Gold failed to regain the $2,000 level after the Fed’s hawkish shift triggered a rise in the US 10-year real rate. The 10-year inflation breakeven also declined.
The gold price consolidated in the past ten days in a very tight range between $1,800 to the upside and $1,770 to the downside. The $30 range turned out to be just a continuation pattern, part of a bearish trend that started with the most recent Fed meeting.
Since the Fed delivered a hawkish surprise this June, the price of gold tumbled. Equities recovered the lost ground quickly, but not gold. The main explanation for gold’s inability to bounce comes from the rise in the US 10-year real rates. There is an inverse correlation between the two, and thus gold suffers when yields perform.
Real Rates Rally Set to Continue
The rise in the long term real rates is poised to continue through the summer months. A cautious stance on gold’s price may be lucrative given strong US economic activity and a less accommodative Fed.
In 2020, the global gold mine production decreased for the second year in a row, after nine years of constant growth. The decline in production may justify part of the bullish move in 2020 when the price of gold reached a new all-time high.
Yet, the recent bearish trend looks far from over. The market participants should not be surprised to hear the Fed signaling the tapering of its quantitative easing programme at the Jackson Hole Symposium in August.

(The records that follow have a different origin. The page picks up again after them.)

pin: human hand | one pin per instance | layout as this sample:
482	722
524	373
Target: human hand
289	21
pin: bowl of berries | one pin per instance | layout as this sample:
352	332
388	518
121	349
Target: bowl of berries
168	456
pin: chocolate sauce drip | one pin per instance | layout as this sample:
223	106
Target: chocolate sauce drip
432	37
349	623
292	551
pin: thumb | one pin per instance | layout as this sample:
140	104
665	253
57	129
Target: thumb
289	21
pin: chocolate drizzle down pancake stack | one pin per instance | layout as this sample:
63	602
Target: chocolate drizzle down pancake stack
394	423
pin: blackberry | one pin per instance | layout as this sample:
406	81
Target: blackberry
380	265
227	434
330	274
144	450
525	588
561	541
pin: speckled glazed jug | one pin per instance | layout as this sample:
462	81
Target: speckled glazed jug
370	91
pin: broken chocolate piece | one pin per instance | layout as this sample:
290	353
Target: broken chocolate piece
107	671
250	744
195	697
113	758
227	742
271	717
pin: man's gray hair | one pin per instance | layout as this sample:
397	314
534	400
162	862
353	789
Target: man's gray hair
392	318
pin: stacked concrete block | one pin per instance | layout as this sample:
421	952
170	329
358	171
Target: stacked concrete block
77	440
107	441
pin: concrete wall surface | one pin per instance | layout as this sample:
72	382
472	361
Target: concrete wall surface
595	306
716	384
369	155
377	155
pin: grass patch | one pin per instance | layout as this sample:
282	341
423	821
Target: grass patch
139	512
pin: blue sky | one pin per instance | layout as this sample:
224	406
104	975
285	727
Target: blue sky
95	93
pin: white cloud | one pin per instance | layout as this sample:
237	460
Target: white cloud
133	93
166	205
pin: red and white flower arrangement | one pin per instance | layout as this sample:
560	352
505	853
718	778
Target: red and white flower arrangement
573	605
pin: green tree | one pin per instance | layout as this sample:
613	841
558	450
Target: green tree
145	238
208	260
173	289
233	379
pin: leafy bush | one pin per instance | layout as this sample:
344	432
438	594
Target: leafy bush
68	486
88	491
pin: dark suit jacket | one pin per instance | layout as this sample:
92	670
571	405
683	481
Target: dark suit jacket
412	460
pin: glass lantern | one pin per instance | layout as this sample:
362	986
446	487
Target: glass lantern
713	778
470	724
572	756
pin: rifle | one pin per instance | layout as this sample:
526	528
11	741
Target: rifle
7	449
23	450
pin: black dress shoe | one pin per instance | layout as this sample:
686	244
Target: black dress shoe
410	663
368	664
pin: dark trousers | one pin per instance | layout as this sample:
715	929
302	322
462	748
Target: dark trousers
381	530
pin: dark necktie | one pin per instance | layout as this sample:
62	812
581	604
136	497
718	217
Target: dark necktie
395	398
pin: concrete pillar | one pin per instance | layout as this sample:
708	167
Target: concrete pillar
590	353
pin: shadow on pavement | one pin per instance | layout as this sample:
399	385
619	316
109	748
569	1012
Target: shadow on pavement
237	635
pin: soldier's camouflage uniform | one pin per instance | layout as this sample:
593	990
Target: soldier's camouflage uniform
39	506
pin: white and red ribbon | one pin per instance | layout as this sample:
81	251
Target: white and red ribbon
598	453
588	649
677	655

If that is the case, real rates should benefit, weighing on the gold price via lower investment demand. It is not unusual for the Fed to first turn slightly hawkish, as it did at its June meeting, and then to act by literally signaling the first tightening after a crisis.
As such, it is only normal for investors’ expectations of further hawkishness to rise ahead of the Jackson Hole Symposium. After all, the Fed used the symposium in 2020 to announce its shift to AIT – Average Inflation Targeting. If it uses this year’s opportunity to signal the tapering of its asset purchases, gold is a collateral victim.